Last month’s EU-Africa Summit in Brussels might have been overshadowed by disputes over who should and who should not be invited, but it was the long-standing issue regarding the European Union’s trade stance that was the real “elephant in the room”. Stephen Williams reports from Brussels.
The fractious relationship between the European Union and African nations was once again up for public scrutiny as African delegations arrived in Brussels, Belgium for the 4th EU-Africa Summit, a two-day event that brought much of the Belgian capital to a standstill.
As police motorcycle outriders and busloads of security personnel, blaring sirens and flashing blue lights, accompanied the limousines carrying the big men (and women) across the city, ordinary citizens fumed in the resulting traffic congestion, and the public were left to wonder just what the purpose of the summit could be.
Overshadowing the event were the bitter arguments surrounding President Robert Mugabe’s invitation, and the lack of an invitation for Zimbabwe’s First Lady, Grace, to accompany him.
A boycott had been called to protest against this snub, but few national delegations responded to it. In fact, two of Mugabe’s closest allies in the SADC grouping, President Michael Sata of Zambia and Namibia’s PM Nahas Angula, led delegations to Belgium.

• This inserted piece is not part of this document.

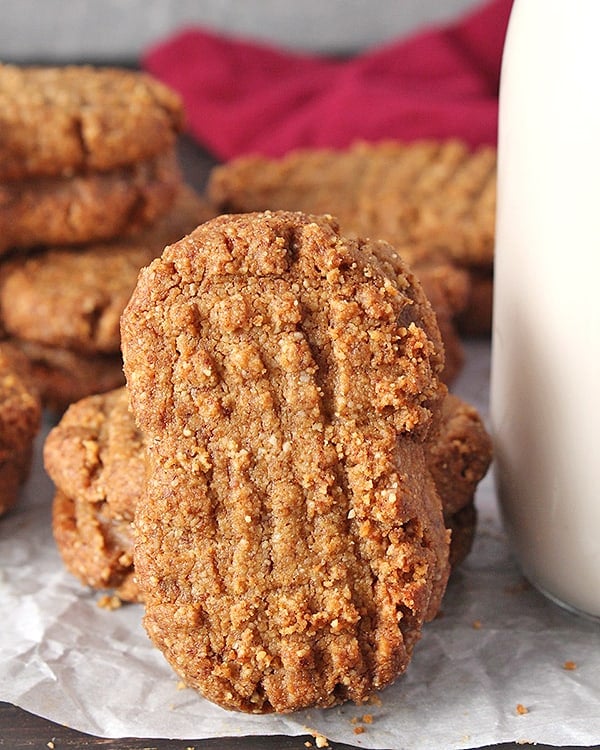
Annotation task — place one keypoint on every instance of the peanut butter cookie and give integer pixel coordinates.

Perhaps the most notable absence was President Jacob Zuma’s, but also missing from the summit was Malawi’s President Joyce Banda. Some observers commented that Zuma’s absence might have more to do with his need to mount a rearguard defence against the charge he faces of personally benefiting from the $23m spent on his Nkandla residence – supposedly on security upgrades.

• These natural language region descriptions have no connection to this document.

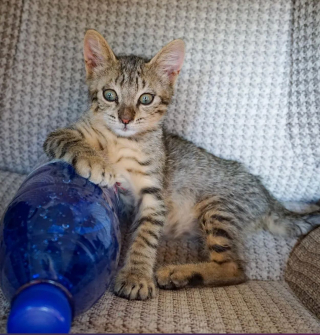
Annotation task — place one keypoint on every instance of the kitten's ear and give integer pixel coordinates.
(96, 51)
(169, 59)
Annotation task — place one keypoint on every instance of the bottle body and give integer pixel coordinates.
(60, 229)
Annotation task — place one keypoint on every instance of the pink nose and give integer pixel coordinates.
(125, 121)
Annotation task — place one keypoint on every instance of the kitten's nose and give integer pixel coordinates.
(125, 121)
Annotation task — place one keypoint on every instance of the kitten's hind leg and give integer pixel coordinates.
(224, 246)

But Zuma did say: “I think that the time must pass wherein we are looked at as subjects, we are told who must come and who must not come. I thought the African Union and the European Union are equal organisations representing two continents, but there is not a single one of them who must decide for others.”
Another aspect was the timing of the summit with South Africa’s polls being held in less than a month, and Malawi’s Joyce Banda also with her hands full with critical elections looming.

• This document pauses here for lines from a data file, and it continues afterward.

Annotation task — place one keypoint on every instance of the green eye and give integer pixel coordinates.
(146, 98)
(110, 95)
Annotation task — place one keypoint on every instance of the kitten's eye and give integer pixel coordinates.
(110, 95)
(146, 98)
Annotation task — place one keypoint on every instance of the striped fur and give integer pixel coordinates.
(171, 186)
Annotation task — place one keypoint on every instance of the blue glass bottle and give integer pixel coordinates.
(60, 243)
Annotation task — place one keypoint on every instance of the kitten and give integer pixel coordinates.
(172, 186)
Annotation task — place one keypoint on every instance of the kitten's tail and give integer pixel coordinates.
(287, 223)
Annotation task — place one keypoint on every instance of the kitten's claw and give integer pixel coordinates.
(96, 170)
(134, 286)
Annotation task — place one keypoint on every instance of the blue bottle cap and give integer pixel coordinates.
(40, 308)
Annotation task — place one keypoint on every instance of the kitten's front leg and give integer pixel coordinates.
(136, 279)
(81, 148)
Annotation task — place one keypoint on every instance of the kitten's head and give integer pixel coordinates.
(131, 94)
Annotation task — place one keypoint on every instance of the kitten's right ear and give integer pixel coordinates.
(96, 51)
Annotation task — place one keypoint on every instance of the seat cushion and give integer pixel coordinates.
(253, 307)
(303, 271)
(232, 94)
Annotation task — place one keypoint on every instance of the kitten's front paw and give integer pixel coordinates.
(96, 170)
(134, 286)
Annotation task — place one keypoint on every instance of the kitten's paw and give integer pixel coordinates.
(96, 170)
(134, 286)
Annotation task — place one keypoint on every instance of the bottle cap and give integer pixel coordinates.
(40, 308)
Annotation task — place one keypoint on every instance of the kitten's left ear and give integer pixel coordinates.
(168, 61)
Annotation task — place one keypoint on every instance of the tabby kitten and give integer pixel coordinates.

But the controversy surrounding invitations also extended to countries further north. There were huge misgivings over the Egyptians being invited to Brussels, as that country’s unelected administration came to power through a military coup, in all but name. Yet no invitation went to Sudan’s President Omar Al Bashir.
The Saharawi Arab Democratic Republic (SADR), a full member of the African Union, failed to be invited, yet Morocco (which occupied the SADR), although not a member of the AU, was represented by Salaheddine Mezouar, Morocco’s Minister for Foreign Affairs.
So the EU’s attempt to meet an acceptable standard of diplomatic protocol, even before the start of the summit, misfired.
As one member of the Namibian delegation told New African: “It is difficult to know whether the EU’s actions were just ignorant blunders or calculated insults – but I certainly feel that the decision not to issue a visa for Grace demonstrated that the EU has no idea of African sensibilities. To invite an African husband and not his wife is simply vulgar and hugely offensive…”
Ironically, the EU-Africa publication Two Unions – One Vision commented: “Much remains to be done at the political and operational level in the run-up to the Africa-EU Summit in 2014, and both partners need to define the priorities of their cooperation in the years to come.”
They might have made a mess of the protocol, but there was no shortage of EU statements, carefully crafted by the bureaucrats, expressing the solidarity between Europe and Africa as “continents bound together by a shared history, culture, geography and by the close exchanges between our peoples … cooperation between the EU and Africa has reflected the rich and diverse nature of relations between the two continents.
“Since the adoption of the joint Africa-EU Strategy in Lisbon,” the EU noted, “both continents have undergone profound economic and political changes.” That is something of an understatement. The Lisbon EU-Africa Summit was the second summit after the 2000 inaugural meeting.
Lisbon took place in 2007, the year marking the start of the global economic crisis that saw the economies of the developed world nose-dive even as African economies continued to demonstrate, if not rude health, at least a remarkable stability.
While Europe struggled to emerge from this severe recession, followed by the Euro crisis – in effect a debt nightmare that seriously threatened the whole of Europe, and which some economists believe is still a potent threat – Africa continued to post an impressive economic transformation.
It averaged a 5.2% GDP growth rate each year between 2003 and 2011, and eight of the world’s 10 fastest growing economies were in sub-Saharan Africa during that era.
And with the economies of Europe demonstrating such lack-lustre and stagnant performance, international investors turned their attention to the emerging economies, particularly in Asia and Africa. The risk/reward ratio suddenly appeared acceptable.